En tant que gardes forestiers, ils sont responsables de l’entretien des sentiers empruntés par les visiteurs ainsi que de la surveillance de la flore et de la faune indigènes, ce qui comprend les animaux menacés comme les tapirs de Baird et l’ara écarlate, ainsi que les pumas et les jaguars. Les gardes forestiers passent 15 jours dans les parcs, dormant dans des camps rudimentaires, avant de rentrer chez eux pour 15 jours de congé.
Lors de sa première sortie dans le parc national de Dos Lagunas, Alejandro – devenu lui aussi récemment garde forestier - est tombé sur des empreintes de pattes et un carré d’herbe emmêlée et jonchée de plumes de faisan, où il est convaincu qu’un gros chat s’était récemment couché après avoir pris son repas.

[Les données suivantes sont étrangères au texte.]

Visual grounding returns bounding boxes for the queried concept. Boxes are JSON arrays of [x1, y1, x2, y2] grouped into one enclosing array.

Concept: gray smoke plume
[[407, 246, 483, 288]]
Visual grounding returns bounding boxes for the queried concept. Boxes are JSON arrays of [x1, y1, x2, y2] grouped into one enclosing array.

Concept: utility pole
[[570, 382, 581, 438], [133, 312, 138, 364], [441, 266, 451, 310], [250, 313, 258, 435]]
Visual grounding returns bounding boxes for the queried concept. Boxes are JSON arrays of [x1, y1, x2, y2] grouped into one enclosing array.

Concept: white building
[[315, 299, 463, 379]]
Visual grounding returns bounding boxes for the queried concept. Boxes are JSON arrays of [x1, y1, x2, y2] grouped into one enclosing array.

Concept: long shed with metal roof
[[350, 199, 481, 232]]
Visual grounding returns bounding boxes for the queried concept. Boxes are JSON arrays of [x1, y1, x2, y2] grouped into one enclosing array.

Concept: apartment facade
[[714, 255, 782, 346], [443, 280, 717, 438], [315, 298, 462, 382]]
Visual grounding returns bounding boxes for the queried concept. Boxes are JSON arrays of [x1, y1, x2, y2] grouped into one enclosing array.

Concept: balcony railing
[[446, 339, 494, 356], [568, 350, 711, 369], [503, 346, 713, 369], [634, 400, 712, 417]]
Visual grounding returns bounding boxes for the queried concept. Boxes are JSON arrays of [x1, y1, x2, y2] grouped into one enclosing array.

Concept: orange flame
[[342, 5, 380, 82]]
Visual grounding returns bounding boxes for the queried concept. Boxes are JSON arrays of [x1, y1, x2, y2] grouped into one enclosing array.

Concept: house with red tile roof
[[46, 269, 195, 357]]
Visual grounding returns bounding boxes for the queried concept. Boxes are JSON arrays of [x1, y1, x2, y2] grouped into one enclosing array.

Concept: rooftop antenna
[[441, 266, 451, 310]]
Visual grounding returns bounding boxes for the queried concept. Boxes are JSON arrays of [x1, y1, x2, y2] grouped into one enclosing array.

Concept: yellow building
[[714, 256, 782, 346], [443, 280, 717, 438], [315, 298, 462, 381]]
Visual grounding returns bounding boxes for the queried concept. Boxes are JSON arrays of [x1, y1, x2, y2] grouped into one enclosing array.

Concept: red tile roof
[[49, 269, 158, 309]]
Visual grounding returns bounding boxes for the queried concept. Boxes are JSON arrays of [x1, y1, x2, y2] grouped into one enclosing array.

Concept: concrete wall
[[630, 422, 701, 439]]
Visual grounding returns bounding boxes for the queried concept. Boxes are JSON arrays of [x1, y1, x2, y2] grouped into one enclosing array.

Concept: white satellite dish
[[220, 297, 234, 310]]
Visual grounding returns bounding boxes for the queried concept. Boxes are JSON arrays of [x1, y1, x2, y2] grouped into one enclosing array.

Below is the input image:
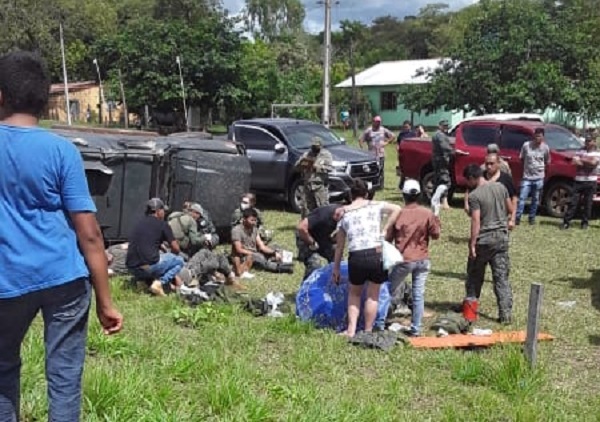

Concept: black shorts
[[348, 248, 387, 286]]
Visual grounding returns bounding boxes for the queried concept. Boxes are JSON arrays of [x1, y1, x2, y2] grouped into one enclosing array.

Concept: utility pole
[[60, 23, 71, 126], [323, 0, 332, 127], [119, 69, 129, 129], [350, 39, 358, 139]]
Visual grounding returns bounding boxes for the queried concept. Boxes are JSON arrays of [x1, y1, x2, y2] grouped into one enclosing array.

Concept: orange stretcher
[[408, 331, 554, 349]]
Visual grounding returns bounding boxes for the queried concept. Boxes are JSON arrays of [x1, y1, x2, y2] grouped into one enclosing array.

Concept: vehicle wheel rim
[[550, 187, 569, 215], [423, 177, 433, 198]]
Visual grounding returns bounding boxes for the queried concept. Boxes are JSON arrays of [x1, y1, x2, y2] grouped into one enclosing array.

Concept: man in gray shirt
[[463, 164, 515, 324], [516, 127, 550, 224]]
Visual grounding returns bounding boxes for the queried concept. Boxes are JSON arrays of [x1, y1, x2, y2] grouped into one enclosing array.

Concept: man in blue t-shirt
[[0, 52, 123, 422]]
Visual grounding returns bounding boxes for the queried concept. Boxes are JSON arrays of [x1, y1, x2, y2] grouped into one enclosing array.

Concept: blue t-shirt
[[0, 125, 96, 299]]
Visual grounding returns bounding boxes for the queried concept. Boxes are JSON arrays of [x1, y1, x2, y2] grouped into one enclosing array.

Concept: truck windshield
[[282, 125, 342, 149], [544, 126, 583, 151]]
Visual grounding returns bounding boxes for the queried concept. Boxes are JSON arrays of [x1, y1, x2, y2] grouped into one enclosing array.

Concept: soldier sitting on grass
[[231, 192, 273, 244], [231, 208, 293, 279], [169, 203, 219, 257]]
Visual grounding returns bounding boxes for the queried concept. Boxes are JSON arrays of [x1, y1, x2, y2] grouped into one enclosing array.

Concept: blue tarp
[[296, 261, 391, 331]]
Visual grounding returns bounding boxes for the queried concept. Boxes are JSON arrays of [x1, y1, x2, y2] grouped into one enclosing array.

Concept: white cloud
[[223, 0, 478, 33]]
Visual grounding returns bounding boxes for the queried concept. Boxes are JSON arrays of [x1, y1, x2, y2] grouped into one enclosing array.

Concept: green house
[[336, 59, 600, 129], [336, 59, 465, 127]]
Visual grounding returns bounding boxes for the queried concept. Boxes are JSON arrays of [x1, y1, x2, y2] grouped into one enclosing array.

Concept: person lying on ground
[[185, 249, 245, 290], [126, 198, 184, 296], [231, 208, 293, 278]]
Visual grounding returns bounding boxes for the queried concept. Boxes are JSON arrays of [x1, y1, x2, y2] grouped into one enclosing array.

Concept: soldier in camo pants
[[186, 249, 235, 279], [466, 231, 512, 322], [463, 164, 515, 324]]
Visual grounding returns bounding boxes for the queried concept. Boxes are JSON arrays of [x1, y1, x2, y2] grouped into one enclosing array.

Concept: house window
[[380, 91, 398, 111]]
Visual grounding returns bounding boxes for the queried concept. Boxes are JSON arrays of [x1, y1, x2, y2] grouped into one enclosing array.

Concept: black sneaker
[[497, 315, 512, 325]]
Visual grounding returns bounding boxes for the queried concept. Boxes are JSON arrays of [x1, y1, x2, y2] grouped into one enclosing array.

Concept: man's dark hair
[[350, 179, 369, 200], [402, 193, 421, 204], [242, 208, 258, 219], [0, 51, 50, 118], [463, 164, 483, 179]]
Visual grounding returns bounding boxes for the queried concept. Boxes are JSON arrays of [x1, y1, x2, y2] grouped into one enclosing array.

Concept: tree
[[95, 15, 241, 112], [244, 0, 306, 41], [405, 0, 584, 114]]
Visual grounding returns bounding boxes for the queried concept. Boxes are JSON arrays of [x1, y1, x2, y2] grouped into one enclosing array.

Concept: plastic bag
[[381, 237, 404, 271], [296, 261, 392, 331]]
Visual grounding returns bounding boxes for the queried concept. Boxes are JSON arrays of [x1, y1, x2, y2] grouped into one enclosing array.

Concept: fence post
[[525, 283, 544, 368]]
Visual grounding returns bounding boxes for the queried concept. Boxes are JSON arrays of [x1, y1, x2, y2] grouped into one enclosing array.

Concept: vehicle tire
[[542, 180, 573, 218], [288, 177, 304, 214], [421, 171, 435, 203]]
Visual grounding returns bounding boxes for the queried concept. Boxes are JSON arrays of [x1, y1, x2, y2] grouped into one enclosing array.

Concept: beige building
[[44, 81, 132, 125]]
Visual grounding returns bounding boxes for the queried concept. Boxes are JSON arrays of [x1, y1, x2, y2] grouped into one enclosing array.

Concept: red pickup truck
[[398, 119, 588, 217]]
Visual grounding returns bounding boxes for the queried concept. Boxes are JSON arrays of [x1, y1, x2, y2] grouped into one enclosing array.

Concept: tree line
[[0, 0, 600, 122]]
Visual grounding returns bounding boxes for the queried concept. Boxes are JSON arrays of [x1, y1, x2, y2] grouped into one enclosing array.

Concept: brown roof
[[50, 81, 98, 94]]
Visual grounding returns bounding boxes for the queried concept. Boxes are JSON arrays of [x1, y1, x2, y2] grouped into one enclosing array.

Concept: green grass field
[[16, 136, 600, 422]]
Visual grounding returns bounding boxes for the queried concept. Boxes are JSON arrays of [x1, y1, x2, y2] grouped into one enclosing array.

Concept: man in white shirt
[[358, 116, 395, 187]]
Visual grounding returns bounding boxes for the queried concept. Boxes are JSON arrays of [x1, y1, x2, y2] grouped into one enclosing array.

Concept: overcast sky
[[223, 0, 477, 33]]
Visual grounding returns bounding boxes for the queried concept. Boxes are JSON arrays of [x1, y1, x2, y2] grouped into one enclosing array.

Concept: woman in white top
[[333, 179, 400, 337]]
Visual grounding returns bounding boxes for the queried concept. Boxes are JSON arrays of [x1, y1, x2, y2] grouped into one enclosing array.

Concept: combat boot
[[225, 277, 247, 292]]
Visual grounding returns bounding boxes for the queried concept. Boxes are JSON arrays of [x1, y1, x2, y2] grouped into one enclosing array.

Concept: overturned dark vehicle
[[52, 127, 251, 244]]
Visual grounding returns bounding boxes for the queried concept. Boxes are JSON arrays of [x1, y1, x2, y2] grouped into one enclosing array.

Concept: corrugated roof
[[50, 81, 98, 94], [335, 58, 448, 88]]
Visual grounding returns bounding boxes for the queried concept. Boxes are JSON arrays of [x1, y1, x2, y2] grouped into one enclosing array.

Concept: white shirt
[[338, 202, 385, 252]]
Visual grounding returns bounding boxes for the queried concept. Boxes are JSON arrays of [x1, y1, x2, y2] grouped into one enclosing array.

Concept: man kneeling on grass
[[231, 208, 292, 279], [127, 198, 184, 296]]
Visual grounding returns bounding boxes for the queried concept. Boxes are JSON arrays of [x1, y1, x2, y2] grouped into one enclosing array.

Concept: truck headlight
[[331, 161, 348, 173]]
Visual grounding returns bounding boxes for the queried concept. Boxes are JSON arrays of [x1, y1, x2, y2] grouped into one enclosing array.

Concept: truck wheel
[[288, 178, 304, 213], [542, 180, 573, 218], [421, 171, 435, 203]]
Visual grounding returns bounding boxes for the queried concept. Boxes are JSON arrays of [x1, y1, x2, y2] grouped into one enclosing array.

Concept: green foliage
[[96, 16, 241, 110], [245, 0, 306, 41], [404, 0, 600, 117], [171, 302, 231, 328]]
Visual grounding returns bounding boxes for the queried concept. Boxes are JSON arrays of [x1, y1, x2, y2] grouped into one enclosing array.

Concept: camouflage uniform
[[296, 235, 335, 280], [465, 182, 512, 322], [431, 130, 452, 198], [169, 210, 219, 255], [231, 207, 273, 245], [186, 249, 233, 279], [296, 143, 333, 217], [466, 231, 512, 318]]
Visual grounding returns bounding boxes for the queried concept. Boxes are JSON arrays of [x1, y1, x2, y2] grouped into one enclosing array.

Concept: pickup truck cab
[[398, 118, 584, 217], [229, 118, 381, 212]]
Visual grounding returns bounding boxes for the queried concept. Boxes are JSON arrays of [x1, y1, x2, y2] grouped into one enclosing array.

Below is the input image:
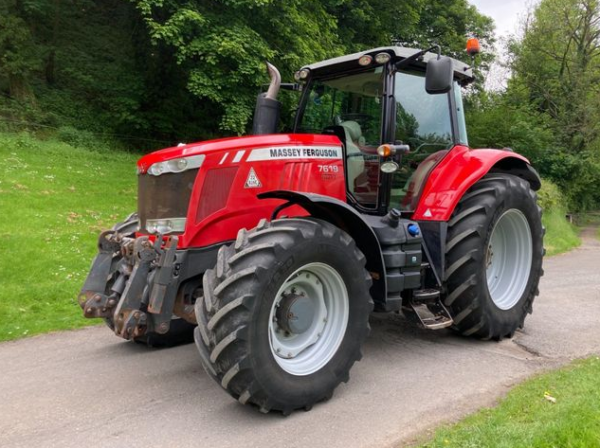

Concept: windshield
[[298, 67, 383, 145], [297, 67, 384, 209], [390, 72, 454, 210]]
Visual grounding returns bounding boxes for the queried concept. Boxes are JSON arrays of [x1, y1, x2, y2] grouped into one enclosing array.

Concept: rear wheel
[[444, 173, 544, 340], [195, 219, 372, 415]]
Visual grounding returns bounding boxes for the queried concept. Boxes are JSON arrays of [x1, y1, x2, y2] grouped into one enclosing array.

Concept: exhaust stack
[[252, 62, 281, 135]]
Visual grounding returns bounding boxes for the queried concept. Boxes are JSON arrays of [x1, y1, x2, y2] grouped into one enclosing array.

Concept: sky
[[469, 0, 539, 90], [469, 0, 530, 37]]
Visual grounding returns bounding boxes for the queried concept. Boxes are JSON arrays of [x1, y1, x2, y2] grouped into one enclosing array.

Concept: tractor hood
[[137, 134, 341, 174]]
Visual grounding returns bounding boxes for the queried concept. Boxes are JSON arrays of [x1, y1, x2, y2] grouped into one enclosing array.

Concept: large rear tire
[[444, 173, 544, 340], [195, 218, 373, 415]]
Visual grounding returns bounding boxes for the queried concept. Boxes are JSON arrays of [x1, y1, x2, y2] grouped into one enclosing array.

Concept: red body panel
[[412, 146, 529, 221], [138, 134, 346, 248], [138, 134, 529, 248]]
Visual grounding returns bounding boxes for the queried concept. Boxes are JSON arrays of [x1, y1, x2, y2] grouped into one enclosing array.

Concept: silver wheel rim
[[269, 263, 349, 376], [486, 209, 533, 310]]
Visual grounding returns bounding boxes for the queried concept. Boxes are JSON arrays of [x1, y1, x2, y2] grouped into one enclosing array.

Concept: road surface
[[0, 229, 600, 448]]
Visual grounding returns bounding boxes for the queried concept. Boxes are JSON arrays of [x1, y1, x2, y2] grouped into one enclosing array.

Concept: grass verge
[[538, 180, 581, 255], [0, 134, 139, 341], [421, 357, 600, 448], [542, 208, 581, 255]]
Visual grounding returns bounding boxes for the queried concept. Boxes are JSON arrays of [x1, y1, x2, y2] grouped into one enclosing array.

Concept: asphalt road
[[0, 230, 600, 448]]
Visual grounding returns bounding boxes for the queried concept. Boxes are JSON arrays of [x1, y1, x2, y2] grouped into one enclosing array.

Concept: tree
[[510, 0, 600, 152]]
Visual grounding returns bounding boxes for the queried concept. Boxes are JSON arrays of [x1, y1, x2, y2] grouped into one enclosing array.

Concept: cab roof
[[302, 47, 474, 84]]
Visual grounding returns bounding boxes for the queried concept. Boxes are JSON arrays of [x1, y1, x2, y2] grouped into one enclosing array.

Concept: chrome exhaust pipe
[[252, 62, 281, 135], [265, 62, 281, 100]]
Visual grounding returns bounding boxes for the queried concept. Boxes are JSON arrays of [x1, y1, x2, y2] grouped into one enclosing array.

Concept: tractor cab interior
[[296, 60, 467, 211], [298, 67, 384, 208]]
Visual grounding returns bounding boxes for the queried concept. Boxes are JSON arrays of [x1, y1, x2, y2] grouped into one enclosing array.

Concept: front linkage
[[78, 224, 196, 339]]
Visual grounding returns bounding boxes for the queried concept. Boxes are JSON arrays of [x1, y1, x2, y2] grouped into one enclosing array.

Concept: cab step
[[405, 289, 454, 330]]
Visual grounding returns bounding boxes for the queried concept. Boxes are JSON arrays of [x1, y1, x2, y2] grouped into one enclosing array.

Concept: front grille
[[138, 169, 198, 232]]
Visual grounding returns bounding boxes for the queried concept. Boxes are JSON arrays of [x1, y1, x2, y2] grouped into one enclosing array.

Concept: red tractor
[[79, 47, 544, 414]]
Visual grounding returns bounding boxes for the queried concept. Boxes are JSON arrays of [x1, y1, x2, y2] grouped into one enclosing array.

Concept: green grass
[[422, 357, 600, 448], [0, 133, 579, 341], [0, 134, 139, 340], [542, 208, 581, 255]]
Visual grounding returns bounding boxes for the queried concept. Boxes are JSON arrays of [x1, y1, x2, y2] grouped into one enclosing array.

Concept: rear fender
[[257, 190, 387, 303], [412, 146, 541, 221]]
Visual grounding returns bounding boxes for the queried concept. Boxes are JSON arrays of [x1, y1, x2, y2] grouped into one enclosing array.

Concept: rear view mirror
[[425, 57, 454, 95]]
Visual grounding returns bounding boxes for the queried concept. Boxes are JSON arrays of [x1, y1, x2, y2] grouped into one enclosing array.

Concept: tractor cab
[[294, 47, 473, 214]]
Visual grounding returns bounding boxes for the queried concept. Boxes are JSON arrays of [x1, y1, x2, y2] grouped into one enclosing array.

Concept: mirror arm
[[394, 44, 442, 72]]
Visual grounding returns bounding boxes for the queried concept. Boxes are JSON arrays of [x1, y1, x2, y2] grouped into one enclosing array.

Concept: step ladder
[[404, 289, 454, 330]]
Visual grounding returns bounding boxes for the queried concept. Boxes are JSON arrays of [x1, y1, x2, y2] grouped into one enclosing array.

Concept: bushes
[[538, 180, 581, 255]]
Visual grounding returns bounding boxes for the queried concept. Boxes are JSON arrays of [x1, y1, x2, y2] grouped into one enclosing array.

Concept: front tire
[[195, 218, 373, 415], [444, 173, 544, 340]]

Alejandro*, 21 ans, qui travaillait auparavant dans le domaine de la construction au Honduras, a été lui aussi pris pour cible car il avait refusé de rejoindre les rangs de l’un des gangs armés qui terrorisent les résidents locaux.
- Voir aussi : Une famille hondurienne commence une nouvelle vie de l’autre côté du pays, mais la peur n’est jamais loin
Les menaces des gangs, la violence continuelle et la persécution dans le nord de l’Amérique centrale avaient forcé, à la fin 2019, quelque 720 000 personnes dans la région à fuir leur foyer, en quête de refuge dans des régions reculées de leur pays ou à l’étranger. En décembre 2019, quelque 121 300 Honduriens avaient déposé une demande d’asile à l’étranger, selon les statistiques du HCR, l’Agence des Nations Unies pour les réfugiés.
Les jeunes sont particulièrement vulnérables. Oser résister au recrutement dans un gang – comme l’ont fait Josué et Alejandro – peut se traduire par une condamnation à mort. Après avoir refusé le gang, Josué a été pris en chasse et il a subi des tirs par balles. Il a été touché, mais il a survécu à ses blessures.
« Quitter le Honduras a été un voyage très difficile pour moi, mais c’était une question de vie ou de mort », a-t-il rappelé.
Son collègue Alejandro a fini également par comprendre qu’il n’avait d’autre choix que de fuir lorsqu’un membre de gang lui a dit : « Soit vous vous joignez à nous, soit vous et vos proches aurez à faire à nous. » Sa famille a d’abord fui au Guatemala, et Alejandro les a suivis peu après.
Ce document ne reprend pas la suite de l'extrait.